Şakik-i Belhi hazretleri “rahmetullahi aleyh”, Evliyanın büyüklerindendir.
Bir gün, zengin bir adam ziyaretine gelip;
- Efendim, ben zengin birisiyim. Her ihtiyacınızı karşılamak isterim, diye arzetti.
Büyük Veli;
- Olabilir, buyurdu. Ama bir şartla.
- Şartınız nedir efendim?
- Bana verince, malın noksanlaşır veya hırsız gelip malların çalınırsa, o zaman ne olacak?
- Korkmayın, malım azalmaz ve çalınmaz.
- Peki, ilerde bu fikrinden vazgeçersen veya benim bir kusurumu görüp de niyetinden dönersen?

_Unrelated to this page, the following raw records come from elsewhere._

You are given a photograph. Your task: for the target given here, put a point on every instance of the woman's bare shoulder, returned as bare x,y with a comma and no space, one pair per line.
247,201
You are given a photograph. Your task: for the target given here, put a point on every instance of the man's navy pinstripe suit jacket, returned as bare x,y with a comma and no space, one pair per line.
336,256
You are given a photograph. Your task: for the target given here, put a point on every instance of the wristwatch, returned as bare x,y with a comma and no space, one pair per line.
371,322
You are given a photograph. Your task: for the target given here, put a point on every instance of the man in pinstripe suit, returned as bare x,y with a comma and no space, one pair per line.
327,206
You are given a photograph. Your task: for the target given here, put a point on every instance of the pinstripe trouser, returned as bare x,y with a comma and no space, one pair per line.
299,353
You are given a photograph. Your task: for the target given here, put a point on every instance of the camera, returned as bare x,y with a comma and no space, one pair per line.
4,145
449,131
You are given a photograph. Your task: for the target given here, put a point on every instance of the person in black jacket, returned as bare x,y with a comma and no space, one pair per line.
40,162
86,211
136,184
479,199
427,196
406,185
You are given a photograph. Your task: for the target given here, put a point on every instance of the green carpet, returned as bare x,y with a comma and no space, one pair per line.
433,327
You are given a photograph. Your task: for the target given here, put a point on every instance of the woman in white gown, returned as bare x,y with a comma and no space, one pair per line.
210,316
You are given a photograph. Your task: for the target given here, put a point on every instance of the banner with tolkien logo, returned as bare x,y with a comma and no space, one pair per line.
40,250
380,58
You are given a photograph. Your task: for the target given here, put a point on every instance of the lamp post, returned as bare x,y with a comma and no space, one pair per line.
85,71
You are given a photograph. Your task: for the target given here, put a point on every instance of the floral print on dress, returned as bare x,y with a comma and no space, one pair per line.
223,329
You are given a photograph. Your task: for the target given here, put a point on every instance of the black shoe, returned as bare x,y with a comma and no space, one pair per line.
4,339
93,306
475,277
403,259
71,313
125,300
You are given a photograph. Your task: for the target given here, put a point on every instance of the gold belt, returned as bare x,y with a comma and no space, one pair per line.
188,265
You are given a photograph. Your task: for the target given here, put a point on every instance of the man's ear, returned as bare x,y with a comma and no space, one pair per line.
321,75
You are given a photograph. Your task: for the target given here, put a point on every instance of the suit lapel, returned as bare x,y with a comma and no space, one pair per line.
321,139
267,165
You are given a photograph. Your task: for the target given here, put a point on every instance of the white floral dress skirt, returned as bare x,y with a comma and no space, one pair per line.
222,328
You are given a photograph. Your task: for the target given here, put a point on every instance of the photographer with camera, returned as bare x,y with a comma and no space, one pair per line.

- Hayır, bunların hiçbiri olmaz.
- Peki ya ölürsen. Ben nafakasız kalırsam, o zaman ne olacak? Bana, bütün bu hususlarda teminat verirsen, teklifini kabul ederim.
Zengin adam, şaşkındı.
Hazret-i Şakik devam etti:
- Şu anda benim rızkımı veren zat, bütün bu hususlarda bana kefildir. Yalnız benim değil, bütün mahlukatın rızkını verir de yine hazinesinde bir azalma olmaz Onun. Hem öyle merhametlidir ki, kulları çok kabahat yapsalar da, kesmez rızıklarını, devamlı verir.
Ve ilave etti:
- O, ayrıca ölümsüzdür. Hiç ölmez. Ne olursa olsun, vaadinden dönmez. Böyle bir kerim zat, rızk için bana kefilken, Onu bırakıp da başkasına gitmek bana yakışır mı?
Zengin Onu dinleyince;
- Çok haklısınız, dedi. Ne olur affedin beni. Büyük hata ettim.
Ve artık talebesiydi bu büyük Veli’nin
Eğer çocuksanız…
Bu zat, bir gün bazı gençleri gördü ki, vakitlerini boş şeylerle geçiriyor, günahlar içinde heba ediyorlardı gençliklerini.
Onları böyle görünce;
- Eğer çocuksanız, mektebe gidin. Yok eğer deliyseniz, tımarhaneye gidin! buyurdu.
Ve ekledi:
- Hasta iseniz, tabibe görünün. Ölü iseniz, kabirlere gömülün. Yok eğer Müslüman iseniz, o zaman Müslüman gibi yaşayın ki, öldüğünüzde, sizi Müslüman olarak karşılasın ve Müslüman gibi muamele yapsın melekler.